Ya mahallenin marangozuna bin bir rica ile kestirdiğimiz çıtalardan yaptığımız uçurtmanın ne kadar göklere yükselebileceği heyecanı.

Gatmalar hazır.

Bir güzel, rengarenk uçurtma yapmanın telaşı hafta boyunca sarmış bizi...

Bir şekilde kendi işimizi kendimiz gören çocuklardık...

Düzgün olsun diye marangoz amca hatırımızı kırmaz o kadar işinin arasında uçurtmanın iskeletini oluşturan çıtaları bir güzel hazırlardı.
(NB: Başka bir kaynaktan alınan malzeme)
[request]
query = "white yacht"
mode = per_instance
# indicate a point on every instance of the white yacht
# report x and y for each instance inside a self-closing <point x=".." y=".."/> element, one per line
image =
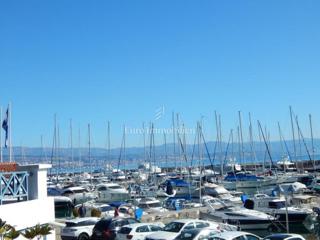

Sonrasında rengarenk kaplama kağıtlarını yanana getirip kendimizin yaptığı bulamaçla birbirine yapıştırmaya çalıştığımızda ne uhu ne de yapışkan bantlar icat edilmemişti.

Sıra uçurtmanın kuyruğuna geldiğinde, sanki bir gelin süsü gibi renkli kağıtları ipe dizer ve özenle hazırlanan “tabak uçurtması”nın teraziye alınmış altındaki üçgen ipe bağlardık.

Uçurtmanın kuyruğu dedim de aklıma bazı muzır arkadaşların yaptığı yaramazlıklar geldi.

Uçurtmanın kuyruğunun uygun bir yerine jilet bağlayıp gökyüzündeki bazı uçurtmaların kuyruğunu kesmeye çalışan yaramazlarımız da vardı.

Keserler miydi?

Evet, keserdiler.

Kuyruğu kesersen uçurtma yere düşer.

İpini kesersen Boztepe'den aşağı doğru süzülüp kim bilir hangi evin bahçesine iner.

Manzara şu;

Önde mahallenin anneleri.

Yanlarında arkalarında bir tabur çocuk.

Herkesin elinde içi yemek dolu torbalar, bohçalar, kilimler...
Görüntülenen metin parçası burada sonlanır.